Nous, on a une position qui est adaptable, c'est-à-dire que ce sont des discussions que l'on a déjà eues avec eux et entre nous également. Les Ecos classants, c'est dans la loi. C'est un des articles du Code de l'éducation. Donc pour les changer, c'est compliqué. On n'avait pas le choix en fait au début.
Après qu'on ait une réflexion sur les évolutions des Ecos sur les années à venir, c'est quelque chose qui est très ouvert. On considère que les Ecos ont permis quand même d'évaluer nos étudiants sur les compétences et plus uniquement sur des connaissances avec des systèmes de QCM. On trouve que c'est quand même une évolution très favorable tant sur le plan pédagogique que docimologique en termes d'évaluation. Après faire évoluer cette réforme, c'est tout à fait possible. Les discussions sont déjà en cours. Ce sont des sujets que l'on aborde régulièrement en comité de suivi, et sur lesquels il y a des discussions dans les facs.

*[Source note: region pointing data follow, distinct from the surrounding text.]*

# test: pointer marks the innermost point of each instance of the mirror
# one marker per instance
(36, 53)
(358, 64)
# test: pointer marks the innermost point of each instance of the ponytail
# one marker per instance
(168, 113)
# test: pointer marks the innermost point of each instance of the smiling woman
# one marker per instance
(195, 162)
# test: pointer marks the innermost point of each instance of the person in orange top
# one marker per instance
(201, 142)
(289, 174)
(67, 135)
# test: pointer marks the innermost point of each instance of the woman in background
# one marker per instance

On peut travailler plus tard à les faire évoluer bien sûr, mais là le sujet de fond, ce n'est pas ça. La vraie question de cette lettre c'est la suspicion de fraude qui est très préoccupante.
Alors que les réactions fusent ces derniers jours sur les réseaux sociaux, que voulez-vous dire aux étudiants en médecine aujourd'hui ?
Nous, ce qu'on dit c'est que l'on n'a pas de preuve que des fuites aient permis à des étudiants de gagner des points dans les classements. On n'a pas de preuve, et l'analyse du CNG est quand même très importante. Une fois de plus, ils ont traité les résultats des Ecos, ils ont regardé le nombre d'étudiants et d'étudiantes qui ont gagné des places par rapport à l'épreuve du mois d'octobre. Et le nombre d'étudiants qui ont gagné des places et le nombre de places qu'ils ont gagnés est le même que sur les Ecos de 2025 et de 2024.
Interrogé par Egora, le cabinet du ministère de la Santé n'a pour l'heure pas confirmé avoir ouvert une enquête sur d'éventuelles fraudes lors des Ecos 2026.